Recently, the relative peace of a public hospital clinic was shattered by the loud protestations of a patient. On being approached by a registrar and a medical student, he dismissed both out of hand. He was not going to be seen by “junior doctors!” He wanted a “real doctor — the specialist!”. Not surprisingly, this dismissal caused the registrar and student some distress.
Versions of this attitude are part and parcel of our teaching hospitals. Most medical students will remember instances of being dismissed by patients or sent away by guardians of the wards.
And with the ascendancy of consumerism and individual autonomy, patients choosing to not be part of clinical teaching or training may well become more common. This scenario is even more likely in light of increasing student numbers in a setting in which teaching resources are already stretched.
Should society expect its citizens to be involved in the teaching and training of future doctors? Some people argue that there is a moral obligation to participate in these activities. After all, society expects doctors to be competent and capable, and these attributes do not simply materialise.

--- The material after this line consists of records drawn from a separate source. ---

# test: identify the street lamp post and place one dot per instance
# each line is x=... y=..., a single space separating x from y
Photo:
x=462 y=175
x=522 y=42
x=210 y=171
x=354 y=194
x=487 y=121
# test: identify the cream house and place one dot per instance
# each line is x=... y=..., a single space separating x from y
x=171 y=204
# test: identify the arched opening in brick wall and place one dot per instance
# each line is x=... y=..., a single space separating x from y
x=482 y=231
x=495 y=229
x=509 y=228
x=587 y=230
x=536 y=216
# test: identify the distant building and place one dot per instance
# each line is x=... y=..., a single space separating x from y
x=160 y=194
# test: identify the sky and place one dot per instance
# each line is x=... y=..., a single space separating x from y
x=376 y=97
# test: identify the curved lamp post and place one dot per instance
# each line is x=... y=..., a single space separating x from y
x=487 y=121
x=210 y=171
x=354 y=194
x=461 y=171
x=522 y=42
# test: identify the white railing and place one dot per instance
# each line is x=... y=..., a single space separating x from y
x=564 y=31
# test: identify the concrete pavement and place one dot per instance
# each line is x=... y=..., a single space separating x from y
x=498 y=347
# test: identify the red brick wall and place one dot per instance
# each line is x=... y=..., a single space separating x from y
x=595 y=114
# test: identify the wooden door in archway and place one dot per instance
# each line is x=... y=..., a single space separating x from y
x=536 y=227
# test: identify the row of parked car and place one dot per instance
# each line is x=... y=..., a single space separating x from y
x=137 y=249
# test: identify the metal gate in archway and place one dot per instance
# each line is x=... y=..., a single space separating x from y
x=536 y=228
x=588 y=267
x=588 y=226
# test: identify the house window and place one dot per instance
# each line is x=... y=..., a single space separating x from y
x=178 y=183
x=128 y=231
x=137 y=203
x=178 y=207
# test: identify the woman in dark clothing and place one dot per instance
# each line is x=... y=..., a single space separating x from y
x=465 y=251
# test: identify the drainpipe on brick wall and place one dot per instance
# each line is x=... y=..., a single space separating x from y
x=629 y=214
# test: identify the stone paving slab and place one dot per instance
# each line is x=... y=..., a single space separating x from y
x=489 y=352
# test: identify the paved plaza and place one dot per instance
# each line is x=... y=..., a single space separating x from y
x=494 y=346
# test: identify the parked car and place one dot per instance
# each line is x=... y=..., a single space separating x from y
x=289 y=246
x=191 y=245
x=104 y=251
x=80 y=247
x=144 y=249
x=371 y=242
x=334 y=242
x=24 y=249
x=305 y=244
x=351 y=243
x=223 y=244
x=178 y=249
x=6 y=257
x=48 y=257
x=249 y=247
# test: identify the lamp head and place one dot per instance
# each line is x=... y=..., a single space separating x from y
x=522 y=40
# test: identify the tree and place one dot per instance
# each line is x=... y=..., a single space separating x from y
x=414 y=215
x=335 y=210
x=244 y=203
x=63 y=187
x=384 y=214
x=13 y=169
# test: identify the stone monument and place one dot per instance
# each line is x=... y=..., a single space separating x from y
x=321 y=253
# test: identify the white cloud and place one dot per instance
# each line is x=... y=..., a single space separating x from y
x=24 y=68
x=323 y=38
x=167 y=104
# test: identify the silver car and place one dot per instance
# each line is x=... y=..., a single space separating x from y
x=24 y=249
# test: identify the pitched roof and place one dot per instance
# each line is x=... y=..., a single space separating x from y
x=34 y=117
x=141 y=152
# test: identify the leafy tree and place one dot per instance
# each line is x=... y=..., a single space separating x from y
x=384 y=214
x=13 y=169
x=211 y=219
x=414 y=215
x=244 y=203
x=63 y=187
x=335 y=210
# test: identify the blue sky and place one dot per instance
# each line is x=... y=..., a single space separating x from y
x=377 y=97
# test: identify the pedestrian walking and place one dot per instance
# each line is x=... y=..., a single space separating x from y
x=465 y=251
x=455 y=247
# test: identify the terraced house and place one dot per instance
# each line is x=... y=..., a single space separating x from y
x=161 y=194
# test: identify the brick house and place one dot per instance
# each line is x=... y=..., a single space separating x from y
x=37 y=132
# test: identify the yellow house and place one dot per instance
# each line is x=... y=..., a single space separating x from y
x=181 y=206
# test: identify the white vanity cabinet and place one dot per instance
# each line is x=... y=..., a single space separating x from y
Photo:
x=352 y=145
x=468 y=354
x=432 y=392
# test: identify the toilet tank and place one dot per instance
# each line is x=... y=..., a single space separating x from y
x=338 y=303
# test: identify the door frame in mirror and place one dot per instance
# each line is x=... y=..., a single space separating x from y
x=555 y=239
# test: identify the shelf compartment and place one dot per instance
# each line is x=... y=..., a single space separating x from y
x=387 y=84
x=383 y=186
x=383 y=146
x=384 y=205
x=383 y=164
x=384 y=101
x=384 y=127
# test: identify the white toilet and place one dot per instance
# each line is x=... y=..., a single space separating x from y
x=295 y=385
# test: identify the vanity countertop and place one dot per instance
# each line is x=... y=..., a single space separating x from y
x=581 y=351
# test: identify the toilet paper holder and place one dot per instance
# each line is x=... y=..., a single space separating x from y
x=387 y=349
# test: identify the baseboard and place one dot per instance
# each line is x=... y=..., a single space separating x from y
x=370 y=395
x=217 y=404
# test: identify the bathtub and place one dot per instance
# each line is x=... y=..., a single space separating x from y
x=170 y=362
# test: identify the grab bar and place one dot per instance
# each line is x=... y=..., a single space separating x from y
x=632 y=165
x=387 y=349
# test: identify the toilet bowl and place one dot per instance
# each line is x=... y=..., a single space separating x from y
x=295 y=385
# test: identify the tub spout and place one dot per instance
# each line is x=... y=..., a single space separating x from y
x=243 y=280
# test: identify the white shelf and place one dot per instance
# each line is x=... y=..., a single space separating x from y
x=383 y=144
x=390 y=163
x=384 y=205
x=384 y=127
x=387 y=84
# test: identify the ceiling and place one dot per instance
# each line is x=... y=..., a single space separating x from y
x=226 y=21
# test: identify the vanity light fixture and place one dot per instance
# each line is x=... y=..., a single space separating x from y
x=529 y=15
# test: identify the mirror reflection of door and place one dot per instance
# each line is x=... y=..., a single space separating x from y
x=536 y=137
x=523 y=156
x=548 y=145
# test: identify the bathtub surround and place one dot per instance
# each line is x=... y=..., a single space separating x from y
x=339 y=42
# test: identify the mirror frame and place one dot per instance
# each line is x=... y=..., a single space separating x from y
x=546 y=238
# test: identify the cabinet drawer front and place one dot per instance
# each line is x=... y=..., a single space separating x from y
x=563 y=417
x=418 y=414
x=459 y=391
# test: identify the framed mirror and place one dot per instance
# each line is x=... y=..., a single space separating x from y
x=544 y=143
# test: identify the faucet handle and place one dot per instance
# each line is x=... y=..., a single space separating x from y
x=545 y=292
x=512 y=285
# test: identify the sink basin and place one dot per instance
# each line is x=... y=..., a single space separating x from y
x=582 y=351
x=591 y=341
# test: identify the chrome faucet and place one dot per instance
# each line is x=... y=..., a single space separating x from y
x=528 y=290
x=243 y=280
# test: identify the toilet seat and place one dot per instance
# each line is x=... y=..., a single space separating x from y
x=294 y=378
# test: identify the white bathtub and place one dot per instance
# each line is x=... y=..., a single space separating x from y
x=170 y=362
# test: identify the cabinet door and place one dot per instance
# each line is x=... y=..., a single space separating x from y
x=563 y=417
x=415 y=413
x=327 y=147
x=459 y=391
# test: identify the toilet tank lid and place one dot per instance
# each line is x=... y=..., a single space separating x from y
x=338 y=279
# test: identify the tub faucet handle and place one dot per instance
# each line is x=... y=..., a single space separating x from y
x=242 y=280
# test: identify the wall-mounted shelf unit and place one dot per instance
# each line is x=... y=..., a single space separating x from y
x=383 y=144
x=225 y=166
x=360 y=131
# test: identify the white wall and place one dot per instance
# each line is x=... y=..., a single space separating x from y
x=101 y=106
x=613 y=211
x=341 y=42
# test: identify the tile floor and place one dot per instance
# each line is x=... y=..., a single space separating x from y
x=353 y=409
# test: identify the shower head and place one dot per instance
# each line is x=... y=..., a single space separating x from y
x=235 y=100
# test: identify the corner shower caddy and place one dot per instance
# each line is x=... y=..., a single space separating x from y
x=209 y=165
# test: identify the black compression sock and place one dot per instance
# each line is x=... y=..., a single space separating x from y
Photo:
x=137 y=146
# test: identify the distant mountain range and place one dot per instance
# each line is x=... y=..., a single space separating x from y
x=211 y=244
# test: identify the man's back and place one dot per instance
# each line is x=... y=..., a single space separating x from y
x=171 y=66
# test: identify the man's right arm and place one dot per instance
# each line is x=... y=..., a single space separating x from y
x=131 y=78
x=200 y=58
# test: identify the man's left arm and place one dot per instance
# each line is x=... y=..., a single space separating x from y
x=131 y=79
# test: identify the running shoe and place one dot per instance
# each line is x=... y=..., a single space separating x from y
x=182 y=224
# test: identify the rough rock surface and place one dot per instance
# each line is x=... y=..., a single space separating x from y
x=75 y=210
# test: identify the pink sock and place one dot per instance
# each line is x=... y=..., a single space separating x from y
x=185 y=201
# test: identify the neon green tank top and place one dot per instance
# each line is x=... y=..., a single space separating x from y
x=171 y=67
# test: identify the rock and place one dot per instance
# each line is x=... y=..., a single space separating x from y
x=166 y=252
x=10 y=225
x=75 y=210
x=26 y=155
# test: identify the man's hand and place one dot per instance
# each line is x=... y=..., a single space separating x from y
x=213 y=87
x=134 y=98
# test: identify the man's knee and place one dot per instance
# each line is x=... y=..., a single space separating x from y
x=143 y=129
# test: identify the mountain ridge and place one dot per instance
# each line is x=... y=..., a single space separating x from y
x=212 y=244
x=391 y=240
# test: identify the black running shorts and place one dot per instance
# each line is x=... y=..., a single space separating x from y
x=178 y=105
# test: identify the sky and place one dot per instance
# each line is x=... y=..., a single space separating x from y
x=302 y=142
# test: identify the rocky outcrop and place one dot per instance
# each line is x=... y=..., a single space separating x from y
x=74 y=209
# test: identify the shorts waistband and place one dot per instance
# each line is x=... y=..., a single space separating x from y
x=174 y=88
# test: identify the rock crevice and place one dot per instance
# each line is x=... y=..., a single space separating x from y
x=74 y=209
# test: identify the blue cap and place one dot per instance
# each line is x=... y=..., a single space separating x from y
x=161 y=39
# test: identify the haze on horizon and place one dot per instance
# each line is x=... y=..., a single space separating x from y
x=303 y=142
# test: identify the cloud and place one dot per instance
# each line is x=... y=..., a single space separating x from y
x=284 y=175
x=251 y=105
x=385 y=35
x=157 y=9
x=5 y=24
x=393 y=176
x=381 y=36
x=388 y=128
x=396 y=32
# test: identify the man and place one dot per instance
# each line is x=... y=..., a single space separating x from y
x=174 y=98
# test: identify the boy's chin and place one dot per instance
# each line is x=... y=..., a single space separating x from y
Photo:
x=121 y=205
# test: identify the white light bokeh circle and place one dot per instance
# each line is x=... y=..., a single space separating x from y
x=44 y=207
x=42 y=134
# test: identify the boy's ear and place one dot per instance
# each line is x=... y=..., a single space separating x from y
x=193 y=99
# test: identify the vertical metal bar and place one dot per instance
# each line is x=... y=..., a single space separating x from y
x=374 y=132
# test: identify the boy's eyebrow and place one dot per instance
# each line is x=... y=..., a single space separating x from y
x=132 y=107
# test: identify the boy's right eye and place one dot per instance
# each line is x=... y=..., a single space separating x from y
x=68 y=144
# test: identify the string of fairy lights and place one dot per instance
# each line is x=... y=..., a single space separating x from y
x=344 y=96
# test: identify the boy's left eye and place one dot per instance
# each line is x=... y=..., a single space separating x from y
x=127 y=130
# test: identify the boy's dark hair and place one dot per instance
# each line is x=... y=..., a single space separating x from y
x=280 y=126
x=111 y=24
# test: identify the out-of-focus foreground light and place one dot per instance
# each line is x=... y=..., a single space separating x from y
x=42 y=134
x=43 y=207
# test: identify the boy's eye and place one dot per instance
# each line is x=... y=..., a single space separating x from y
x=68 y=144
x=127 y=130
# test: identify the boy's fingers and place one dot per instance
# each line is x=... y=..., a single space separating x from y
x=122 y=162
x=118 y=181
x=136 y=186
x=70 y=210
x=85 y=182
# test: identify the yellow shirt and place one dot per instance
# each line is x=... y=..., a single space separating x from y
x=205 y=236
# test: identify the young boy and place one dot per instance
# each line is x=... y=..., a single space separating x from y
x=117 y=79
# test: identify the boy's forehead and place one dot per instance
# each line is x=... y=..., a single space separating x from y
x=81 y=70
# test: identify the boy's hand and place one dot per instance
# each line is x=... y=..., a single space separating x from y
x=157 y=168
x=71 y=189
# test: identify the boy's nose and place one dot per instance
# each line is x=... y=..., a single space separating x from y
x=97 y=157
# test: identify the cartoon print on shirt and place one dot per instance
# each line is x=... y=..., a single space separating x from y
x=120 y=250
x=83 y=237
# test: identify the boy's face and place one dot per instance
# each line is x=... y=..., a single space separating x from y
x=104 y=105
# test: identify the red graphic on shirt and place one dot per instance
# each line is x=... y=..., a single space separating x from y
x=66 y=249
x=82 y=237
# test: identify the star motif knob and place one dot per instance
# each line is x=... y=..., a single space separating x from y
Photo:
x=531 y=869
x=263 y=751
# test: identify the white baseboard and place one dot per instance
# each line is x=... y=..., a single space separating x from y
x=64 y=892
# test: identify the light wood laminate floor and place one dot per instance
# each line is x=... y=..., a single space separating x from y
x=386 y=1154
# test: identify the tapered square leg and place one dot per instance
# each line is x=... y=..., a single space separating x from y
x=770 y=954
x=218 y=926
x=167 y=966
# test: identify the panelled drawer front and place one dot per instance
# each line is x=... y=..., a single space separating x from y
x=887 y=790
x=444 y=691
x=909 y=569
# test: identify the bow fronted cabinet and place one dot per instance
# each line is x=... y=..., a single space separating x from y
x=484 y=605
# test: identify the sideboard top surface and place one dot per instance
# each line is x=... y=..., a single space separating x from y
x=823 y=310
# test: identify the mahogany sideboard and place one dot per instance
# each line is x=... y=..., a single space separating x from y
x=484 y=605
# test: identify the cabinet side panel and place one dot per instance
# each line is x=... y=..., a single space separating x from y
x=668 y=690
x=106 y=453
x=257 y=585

Just as today’s patients reap the benefits of yesterday’s patients’ participation in clinical education, is it not reasonable that today’s patients reciprocate for the benefit of tomorrow’s patients? Unfortunately, the prevailing cult of the individual, which values “my choice” and “my rights”, places a correspondingly low value on the needs of the community.
Increasingly, medical schools are adding another leg to the three-legged stool they talk about — to teaching, research and patient care is added social accountability.
But social accountability is a two-way street — particularly so in clinical teaching and training.